Jacob: Lesson Learned
“Israel stretched out his right hand and laid it on the head of Ephraim, who was the younger, and his left hand on the head of Manasseh, crossing his hands (for Manasseh was the firstborn)” (Gen. 48:14).
Liar, self-reliant, image-conscious, and careless: these are all adjectives that accurately describe most of Jacob’s life. Whether deceiving his father (Gen. 27), using his own wits to appease Esau (32:1–21), worrying more about his reputation than his daughter’s safety (chap. 34), or ignoring the fraternal hatred incited by his favoring of Joseph (chap. 37), Jacob has not been the paragon of piety.
However, today’s passage tells us Jacob did not end his life this way. The time has now come for Jacob to bless Ephraim and Manasseh (48:1–11), and Joseph brings his two sons to Jacob. Facing his father, Joseph places Manasseh on Jacob’s right side (vv. 12–13), the place of honor (Ps. 110:1;Acts 5:31), since the firstborn son normally got a better blessing. The younger Ephraim would ordinarily get a lesser share of this favor, and so he is brought to his grandfather’s left side (Gen. 48:13). With two young men before him, Jacob sits in the seat of his father Isaac, who was tricked into blessing the younger son (chap. 27). Only this time his favor is that which is being sought.
Yet now Jacob does not convey the blessing dishonestly or in secret as he might have if he were still a huckster. He also refuses to rely on his culture’s sense of propriety, which would have him give a better word to the elder Manasseh. Moreover, Jacob does not care that Joseph will think him strange for defying convention, nor does he carelessly speak of Ephraim as his only son, like he did with Benjamin (42:35–38).No, Jacob knowingly delivers a better portion to the younger lad, crossing his arms before everyone present to place his right hand on Ephraim and his left hand on Manasseh (48:14).
Jacob has learned that the Lord does not have to act in line with the conventional way of doing things. He is sovereignly free to accomplish His good will apart from our plans and presumptions, and we must embrace His way, even when it is unconventional. Our self-reliance and efforts to deceive are wrong, not to mention foolhardy.

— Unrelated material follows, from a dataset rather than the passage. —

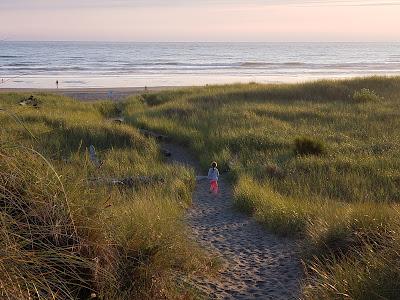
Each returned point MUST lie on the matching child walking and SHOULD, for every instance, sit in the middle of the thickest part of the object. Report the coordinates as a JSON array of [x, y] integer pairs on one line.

Honest, God-dependent, noble, and careful: these traits define Jacob on his deathbed. True servants of Christ are made of such attributes (Ex. 20:16; Isa. 32:1–8; Luke 8:16–18; Phil. 3:8–10).
Jacob learned the ways of the Lord who exalts what men might forget (Matt. 19:30) and gives a better blessing to the younger Ephraim while relying on God’s ways honestly, nobly, and carefully. If an outsider were called upon to write the history of your life, would character qualities like honesty and carefulness show themselves time and again? Would you be shown as a person who relied on God and did what He said was right, even when it cost you dearly?